As an innovator in the science and art of steelpan, Williams has made a unique impact on NIU, contributing to the success of steelpan faculty, staff and countless students.
NIU is one of the world’s leading universities for steelpan / pan studies. The Steelband program was initiated by the late G. Allan O’Connor in 1973, who later brought on board the late Clifford Alexis, himself an honorary doctorate holder from the NIU in 2017, to build and tune instruments. for the NIU Steelband, as well as to arrange, compose and possibly co-lead the group. The program has attracted students, famous performers, composers and lecturers from many sectors of the world, including the birthplace of steelpan, Trinidad and Tobago.
The NIU Steelband has performed in many international and national venues, and even won second place at the World Steelband Music Festival 2000 held in Trinidad, which is no small feat for a college ensemble. NIU Steelpan graduates continue to make their mark as educators at the University of the West Indies, the University of Trinidad and Tobago, and many other educational institutions around the world. They also appear regularly in respected concert halls and their creative works are regularly featured at events such as the Super Bowl of steelband competitions, Panorama.
Anthony Williams’ impact on the steelpan art form cannot be overstated. Many of his groundbreaking innovations were made during a period that posed significant challenges to the ancestors of the steelpan; indeed, the Steelpan universe owes a great debt of gratitude to visionaries like Williams.
For Liam Teague, Presidential Research, Artistry and Scholarship Professor, Professor of Music, Head of Steelpan Studies and Director of the NIU Steelband, himself from Trinidad and Tobago, the opportunity to honor Williams means even more.
“I am in awe of these pioneers like Dr. Williams,” Teague said. “Due to the period in which they grew up, particularly when Trinidad was still a British colony, many of them did not gain the support of the general public. People viewed the instrument more as a novelty and those in the Steelpan fraternity were subject to constant disrespect. For most of us, if we’re doing something we’re passionate about and day after day people say you’re wasting your time and getting a real job, I think most of us would go elsewhere. I’m just impressed that these pioneers can maintain this focus and have this vision. People like me are truly the beneficiaries of so much of their hard work, sacrifice and courage. “
The steelpan is now recognized as the national instrument of Trinidad and Tobago, and it continues to captivate the hearts, souls and imaginations of people around the world. Without the unwavering perseverance and courage of Anthony Williams and many of his contemporaries, the legitimacy and depth of the steelpan, in such a short period of time, would never have borne fruit.

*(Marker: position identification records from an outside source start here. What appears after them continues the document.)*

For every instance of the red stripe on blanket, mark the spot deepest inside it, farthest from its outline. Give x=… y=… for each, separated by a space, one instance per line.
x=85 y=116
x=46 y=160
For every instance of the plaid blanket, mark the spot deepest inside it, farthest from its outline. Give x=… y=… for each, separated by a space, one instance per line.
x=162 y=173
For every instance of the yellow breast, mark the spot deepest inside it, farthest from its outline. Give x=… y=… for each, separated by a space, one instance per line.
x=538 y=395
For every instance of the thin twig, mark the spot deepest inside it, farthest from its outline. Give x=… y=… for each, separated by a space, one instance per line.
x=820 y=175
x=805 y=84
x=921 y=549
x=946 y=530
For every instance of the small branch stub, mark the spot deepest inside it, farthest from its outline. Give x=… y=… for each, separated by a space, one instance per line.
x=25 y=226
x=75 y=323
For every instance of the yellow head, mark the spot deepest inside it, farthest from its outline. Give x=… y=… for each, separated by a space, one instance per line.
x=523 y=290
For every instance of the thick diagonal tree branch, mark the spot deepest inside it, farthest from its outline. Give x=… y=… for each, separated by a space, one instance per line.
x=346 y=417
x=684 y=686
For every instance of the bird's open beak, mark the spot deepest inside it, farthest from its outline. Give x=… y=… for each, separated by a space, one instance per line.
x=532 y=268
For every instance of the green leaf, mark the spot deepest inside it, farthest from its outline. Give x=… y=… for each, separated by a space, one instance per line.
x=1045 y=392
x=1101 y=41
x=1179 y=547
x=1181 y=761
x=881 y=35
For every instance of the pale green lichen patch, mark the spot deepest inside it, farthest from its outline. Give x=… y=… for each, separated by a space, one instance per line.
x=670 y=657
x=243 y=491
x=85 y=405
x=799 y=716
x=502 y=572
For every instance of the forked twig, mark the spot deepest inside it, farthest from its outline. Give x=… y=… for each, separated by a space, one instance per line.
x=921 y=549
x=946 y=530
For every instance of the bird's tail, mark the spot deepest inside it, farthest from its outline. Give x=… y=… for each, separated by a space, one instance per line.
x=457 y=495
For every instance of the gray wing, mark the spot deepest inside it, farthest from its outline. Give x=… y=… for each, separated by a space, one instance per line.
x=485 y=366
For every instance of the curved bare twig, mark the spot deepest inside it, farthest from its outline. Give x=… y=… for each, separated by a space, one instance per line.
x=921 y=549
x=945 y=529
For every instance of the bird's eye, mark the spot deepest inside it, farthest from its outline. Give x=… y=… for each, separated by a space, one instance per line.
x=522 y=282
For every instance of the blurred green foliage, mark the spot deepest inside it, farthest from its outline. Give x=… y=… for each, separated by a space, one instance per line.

One of Williams’ innovations was what was then widely known as the Spider Web Pan.
Teague explains the innovation. “Before Anthony Williams, the placement of notes on most tenor pans (actually in the soprano scale) was haphazard, probably because the majority of steelpan pioneers had no formal music training, and much of what they were doing was by intuition.Williams created a design that was informed by the circle of fifths which caused a greater sense of uniformity; at that time, because the notes were all connected to each other, they looked like a spider’s web hence its nickname.Williams 4th and 5th tenor panel design remains the most performed in the world – and this is just one of its key innovations.
In 1968, Williams and North Stars performed with internationally renowned piano virtuoso Winnifred Atwell, Trinidad, Bahamas and New York, and produced the album Ivory & Steel, the first such recording. These types of collaborations have attracted a large number of new admirers and have served as sociological and musical barriers. Additionally, North Stars has been on several tours, including an appearance on The Ed Sullivan Show, which saw them showcase their eclectic lineup, such as Voices of Spring by classical composer Johann Strauss III, and garner praise from musicians. notable, including the conductor Léopold Stokowski.
Williams’ pioneering work resonates directly in the research and experimentation of Dr. Thomas Rossing, former professor of physics at the NIU. Rossing’s curiosity for steelpan acoustics led to frequent collaborations with O’Connor and Alexis, and many of his findings have been featured prominently in his book The Science of Percussion Instruments, as well as in scholarly journals and presentations at national conferences. .
“Much of what we do here at NIU is directly influenced by the barrier-breaking philosophy of people like Anthony Williams,” said Teague. “Their vision and what they brought to the table.”